Word splitting occurs once any of the following expansions are done (and only then!)
Bash will scan the results of these expansions for special IFS
characters that mark word boundaries.
This is only done on results that are not double-quoted!
If they are double quoted, Bash considers the resulting string one word.
Example
$ echo Fred Flintstone # 3 spaces between Fred and Flintstone.
Fred Flintstone # Huh? where did my extra spaces go?
Bash interpreted this as: The first word is a command, echo. The next word is Fred, that's an argument to echo, the next word is Flintstone, another argument. Echo prints each argument separated by a space. Bash is looking for "words", found 3 words, and ignored extra spaces. To preserve the spaces, use quotes
$ echo "Fred Flintstone" # 3 spaces between Fred and Flintstone.
Fred Flintstone # That's better.
This time Bash finds only TWO words, and executes echo with ONE argument.
Now, the same with variable expansion:
$ myvar="Fred Flintstone" # 3 spaces between words. Bash removes the quotes when assigning the variable
$ echo $myvar # This looks like only two words, but not after word-splitting, it then becomes three words.
Fred Flintstone # Huh? where did my extra spaces go?
$ echo "$myvar" # Use double quotes.
Fred Flintstone # That's better.
What happens with literal double-quotes embedded in the variable?
$ myvar='-n "Fred Flintstone"' # Trying to be clever, echo without newline, preserve extra spaces.
echo $myvar # Expecting this would be the same as entering echo -n "Fred Flintstone" at a prompt.
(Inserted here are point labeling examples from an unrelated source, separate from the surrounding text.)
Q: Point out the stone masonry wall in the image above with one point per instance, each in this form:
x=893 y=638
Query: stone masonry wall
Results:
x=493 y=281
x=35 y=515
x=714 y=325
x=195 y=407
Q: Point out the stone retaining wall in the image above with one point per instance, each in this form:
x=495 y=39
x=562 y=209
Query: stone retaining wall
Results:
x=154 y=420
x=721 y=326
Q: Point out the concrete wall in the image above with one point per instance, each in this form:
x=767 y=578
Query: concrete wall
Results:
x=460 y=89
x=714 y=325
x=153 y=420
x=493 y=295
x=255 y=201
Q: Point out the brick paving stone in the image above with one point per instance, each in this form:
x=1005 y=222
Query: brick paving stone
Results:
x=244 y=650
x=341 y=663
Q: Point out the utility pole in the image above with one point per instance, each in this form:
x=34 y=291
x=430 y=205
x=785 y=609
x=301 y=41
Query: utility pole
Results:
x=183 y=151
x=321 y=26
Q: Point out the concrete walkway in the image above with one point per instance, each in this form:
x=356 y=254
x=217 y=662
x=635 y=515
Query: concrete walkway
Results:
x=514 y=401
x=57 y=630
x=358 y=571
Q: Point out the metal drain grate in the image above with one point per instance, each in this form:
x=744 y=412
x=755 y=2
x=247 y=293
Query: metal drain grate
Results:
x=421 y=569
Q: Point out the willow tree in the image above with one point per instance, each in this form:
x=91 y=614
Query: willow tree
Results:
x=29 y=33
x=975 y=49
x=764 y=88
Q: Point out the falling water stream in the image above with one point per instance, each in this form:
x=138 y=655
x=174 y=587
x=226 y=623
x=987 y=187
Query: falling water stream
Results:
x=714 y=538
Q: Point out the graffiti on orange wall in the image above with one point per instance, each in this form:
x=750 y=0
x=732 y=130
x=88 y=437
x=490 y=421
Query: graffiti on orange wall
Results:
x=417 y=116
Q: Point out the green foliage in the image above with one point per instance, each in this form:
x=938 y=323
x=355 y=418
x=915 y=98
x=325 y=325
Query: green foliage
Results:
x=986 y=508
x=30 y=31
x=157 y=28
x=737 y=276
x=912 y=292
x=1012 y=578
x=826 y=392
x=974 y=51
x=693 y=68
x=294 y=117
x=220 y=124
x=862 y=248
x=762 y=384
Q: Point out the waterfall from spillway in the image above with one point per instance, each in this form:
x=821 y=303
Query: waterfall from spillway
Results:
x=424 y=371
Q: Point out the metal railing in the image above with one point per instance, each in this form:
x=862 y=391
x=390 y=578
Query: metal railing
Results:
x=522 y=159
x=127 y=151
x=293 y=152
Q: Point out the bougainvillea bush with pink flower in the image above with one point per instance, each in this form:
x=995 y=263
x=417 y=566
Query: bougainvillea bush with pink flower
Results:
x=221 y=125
"Fred Flintstone" # the -n worked. But lost the spaces and added the quotes!
Bash word-split myvar into 3 words, using space as a delimiter. It treated the double-quotes as LITERAL characters.
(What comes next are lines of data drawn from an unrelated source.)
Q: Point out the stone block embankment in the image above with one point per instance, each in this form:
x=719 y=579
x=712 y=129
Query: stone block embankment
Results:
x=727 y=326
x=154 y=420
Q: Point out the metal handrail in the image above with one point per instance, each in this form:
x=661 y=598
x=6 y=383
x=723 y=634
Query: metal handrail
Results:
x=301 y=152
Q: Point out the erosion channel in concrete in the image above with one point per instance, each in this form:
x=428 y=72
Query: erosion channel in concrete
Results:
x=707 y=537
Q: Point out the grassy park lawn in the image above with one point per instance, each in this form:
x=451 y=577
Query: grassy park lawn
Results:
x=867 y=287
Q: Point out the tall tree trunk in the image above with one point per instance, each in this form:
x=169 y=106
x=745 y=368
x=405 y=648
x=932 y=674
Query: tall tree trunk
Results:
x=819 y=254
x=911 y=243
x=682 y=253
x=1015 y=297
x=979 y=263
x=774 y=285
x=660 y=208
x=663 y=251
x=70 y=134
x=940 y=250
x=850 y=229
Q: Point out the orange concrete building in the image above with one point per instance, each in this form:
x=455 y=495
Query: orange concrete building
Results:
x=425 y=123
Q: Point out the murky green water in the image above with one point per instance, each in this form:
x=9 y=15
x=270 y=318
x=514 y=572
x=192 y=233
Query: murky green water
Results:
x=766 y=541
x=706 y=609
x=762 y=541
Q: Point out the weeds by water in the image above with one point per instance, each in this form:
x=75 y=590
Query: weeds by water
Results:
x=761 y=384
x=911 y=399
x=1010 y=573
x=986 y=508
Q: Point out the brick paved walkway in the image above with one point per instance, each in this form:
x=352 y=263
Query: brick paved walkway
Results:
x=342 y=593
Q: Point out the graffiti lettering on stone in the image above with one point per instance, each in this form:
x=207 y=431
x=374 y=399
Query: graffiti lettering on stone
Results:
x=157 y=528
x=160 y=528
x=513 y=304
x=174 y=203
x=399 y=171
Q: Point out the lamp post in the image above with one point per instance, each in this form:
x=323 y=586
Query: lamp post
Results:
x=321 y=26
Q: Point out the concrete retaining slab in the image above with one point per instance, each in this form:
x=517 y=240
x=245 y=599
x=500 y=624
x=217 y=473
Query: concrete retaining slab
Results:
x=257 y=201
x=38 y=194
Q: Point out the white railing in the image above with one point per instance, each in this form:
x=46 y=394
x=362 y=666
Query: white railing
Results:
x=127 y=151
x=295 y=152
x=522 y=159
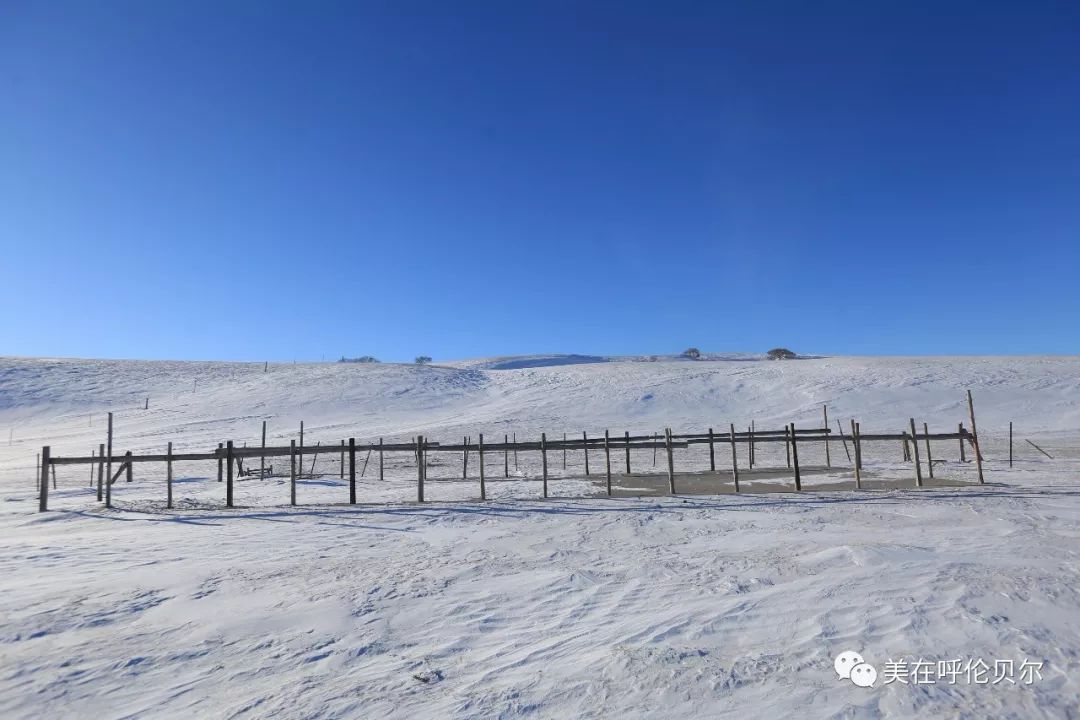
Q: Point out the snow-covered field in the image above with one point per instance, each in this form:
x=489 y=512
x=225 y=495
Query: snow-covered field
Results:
x=577 y=606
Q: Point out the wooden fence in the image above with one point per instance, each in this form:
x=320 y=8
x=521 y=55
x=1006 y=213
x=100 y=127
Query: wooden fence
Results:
x=230 y=458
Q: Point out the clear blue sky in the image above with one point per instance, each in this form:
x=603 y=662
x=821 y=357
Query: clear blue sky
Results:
x=279 y=180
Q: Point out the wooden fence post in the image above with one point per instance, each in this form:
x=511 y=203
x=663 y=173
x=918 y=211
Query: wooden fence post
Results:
x=292 y=472
x=419 y=469
x=712 y=454
x=228 y=486
x=930 y=458
x=795 y=459
x=543 y=460
x=828 y=459
x=671 y=460
x=100 y=469
x=108 y=440
x=352 y=471
x=859 y=463
x=43 y=485
x=480 y=454
x=169 y=476
x=607 y=459
x=915 y=453
x=974 y=438
x=734 y=458
x=844 y=438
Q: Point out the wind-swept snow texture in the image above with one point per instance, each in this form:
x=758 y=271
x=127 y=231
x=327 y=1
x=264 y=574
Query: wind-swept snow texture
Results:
x=697 y=606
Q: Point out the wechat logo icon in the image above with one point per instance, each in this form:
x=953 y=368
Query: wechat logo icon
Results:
x=851 y=666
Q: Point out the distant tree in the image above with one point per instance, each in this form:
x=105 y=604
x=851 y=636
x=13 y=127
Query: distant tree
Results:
x=781 y=353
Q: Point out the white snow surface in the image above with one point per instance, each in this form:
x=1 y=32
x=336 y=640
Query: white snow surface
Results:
x=577 y=606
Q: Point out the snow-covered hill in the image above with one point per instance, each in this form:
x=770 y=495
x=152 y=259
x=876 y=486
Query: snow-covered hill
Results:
x=694 y=606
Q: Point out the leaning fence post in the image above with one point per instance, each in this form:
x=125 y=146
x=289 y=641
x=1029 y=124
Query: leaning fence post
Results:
x=828 y=460
x=100 y=469
x=974 y=438
x=607 y=459
x=712 y=457
x=228 y=486
x=292 y=472
x=480 y=454
x=543 y=460
x=1010 y=443
x=169 y=475
x=734 y=458
x=859 y=458
x=930 y=459
x=419 y=469
x=43 y=485
x=671 y=460
x=352 y=471
x=915 y=453
x=795 y=458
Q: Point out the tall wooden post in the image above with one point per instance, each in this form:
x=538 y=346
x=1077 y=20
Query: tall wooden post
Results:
x=419 y=469
x=734 y=458
x=464 y=458
x=43 y=485
x=480 y=454
x=292 y=472
x=108 y=461
x=671 y=460
x=930 y=458
x=100 y=469
x=228 y=486
x=543 y=460
x=915 y=453
x=169 y=475
x=795 y=458
x=974 y=438
x=828 y=460
x=352 y=471
x=712 y=454
x=607 y=459
x=859 y=464
x=1010 y=443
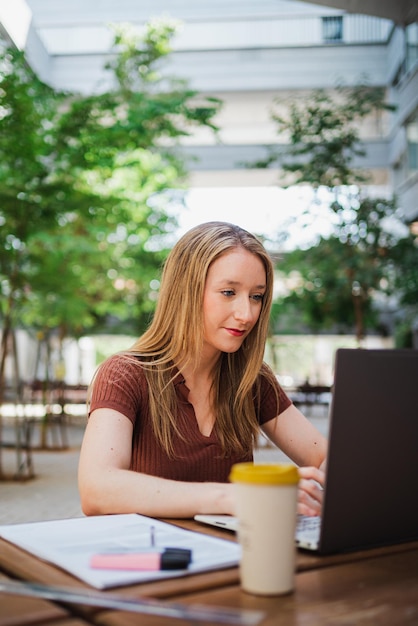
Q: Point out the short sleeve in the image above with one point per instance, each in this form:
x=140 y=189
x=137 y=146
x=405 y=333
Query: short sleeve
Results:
x=119 y=384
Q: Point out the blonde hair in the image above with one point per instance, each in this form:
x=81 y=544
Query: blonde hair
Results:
x=175 y=336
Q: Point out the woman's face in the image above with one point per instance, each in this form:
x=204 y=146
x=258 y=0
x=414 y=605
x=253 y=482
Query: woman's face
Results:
x=232 y=302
You can't put Bash "syntax stuff" like double quotes, redirection, etc. into a variable, then expand the variable, and expect it to work.
The "syntax stuff" will be taken literally. One work-around is to use eval
, but eval comes with its own set of issues.
The IFS
variable holds the characters that Bash sees as word boundaries. The default contains the characters
- space
- tab
- newline
These characters are also assumed when IFS is unset. When IFS
is empty (null string), no word splitting is performed at all.
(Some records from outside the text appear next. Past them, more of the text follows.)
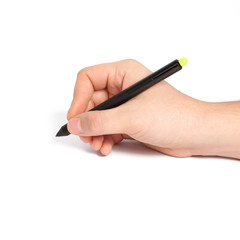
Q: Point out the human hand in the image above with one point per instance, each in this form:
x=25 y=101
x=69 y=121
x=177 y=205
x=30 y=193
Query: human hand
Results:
x=161 y=117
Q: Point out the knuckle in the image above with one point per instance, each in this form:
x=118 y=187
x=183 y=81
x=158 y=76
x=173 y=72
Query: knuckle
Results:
x=83 y=71
x=95 y=123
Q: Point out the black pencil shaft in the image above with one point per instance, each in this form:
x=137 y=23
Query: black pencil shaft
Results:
x=133 y=90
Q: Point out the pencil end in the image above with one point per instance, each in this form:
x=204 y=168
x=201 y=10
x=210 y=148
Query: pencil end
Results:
x=63 y=131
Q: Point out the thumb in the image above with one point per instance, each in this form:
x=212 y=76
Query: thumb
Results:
x=95 y=123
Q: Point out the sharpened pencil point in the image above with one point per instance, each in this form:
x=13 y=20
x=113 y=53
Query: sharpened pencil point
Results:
x=63 y=131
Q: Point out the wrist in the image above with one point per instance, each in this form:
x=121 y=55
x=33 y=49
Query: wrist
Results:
x=218 y=130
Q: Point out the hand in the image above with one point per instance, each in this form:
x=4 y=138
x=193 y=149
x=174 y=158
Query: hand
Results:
x=161 y=117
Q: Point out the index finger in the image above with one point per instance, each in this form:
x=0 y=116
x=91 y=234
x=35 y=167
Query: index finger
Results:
x=89 y=80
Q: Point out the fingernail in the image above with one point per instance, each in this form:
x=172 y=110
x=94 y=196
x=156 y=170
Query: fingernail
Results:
x=74 y=126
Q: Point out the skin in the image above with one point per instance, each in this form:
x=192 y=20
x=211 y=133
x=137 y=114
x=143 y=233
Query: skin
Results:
x=162 y=118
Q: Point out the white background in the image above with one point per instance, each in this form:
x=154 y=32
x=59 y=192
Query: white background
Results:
x=58 y=188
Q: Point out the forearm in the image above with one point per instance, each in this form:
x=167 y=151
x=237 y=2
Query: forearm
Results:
x=219 y=131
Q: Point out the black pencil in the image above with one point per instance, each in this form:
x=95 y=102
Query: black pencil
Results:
x=135 y=89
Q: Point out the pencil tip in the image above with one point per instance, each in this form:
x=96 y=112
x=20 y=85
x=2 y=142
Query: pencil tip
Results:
x=63 y=131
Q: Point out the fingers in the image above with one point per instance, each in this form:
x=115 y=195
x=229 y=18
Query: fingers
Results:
x=89 y=80
x=109 y=77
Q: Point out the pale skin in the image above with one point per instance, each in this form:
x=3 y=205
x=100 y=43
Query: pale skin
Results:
x=162 y=118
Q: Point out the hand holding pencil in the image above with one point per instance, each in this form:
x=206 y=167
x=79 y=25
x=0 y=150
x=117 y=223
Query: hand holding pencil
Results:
x=161 y=118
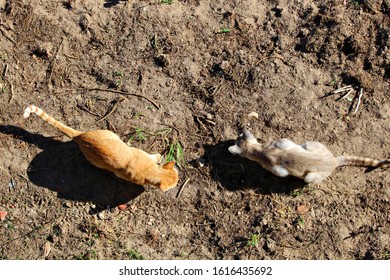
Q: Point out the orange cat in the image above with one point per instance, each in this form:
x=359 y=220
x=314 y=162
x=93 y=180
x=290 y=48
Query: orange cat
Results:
x=106 y=150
To check the value of IFS:
printf "%q\n" "$IFS"
$' \t\n'
This prints IFS in "ANSI C Quoting" format: $'something'
In this case, within the single quotes we have: space; \t (tab); \n (newline)
The results of the expansions mentioned above are scanned for IFS
-characters. If one or more (in a sequence) of them is found,
the expansion result is split at these positions into multiple words.
This doesn't happen when the expansion results were double-quoted.
When a null-string (e.g., something that expands to nothing) is found, it is removed, unless it is quoted (''
or ""
).
Again note: Without any expansion beforehand, Bash won't perform word splitting! In this case, the initial token parsing is solely responsible.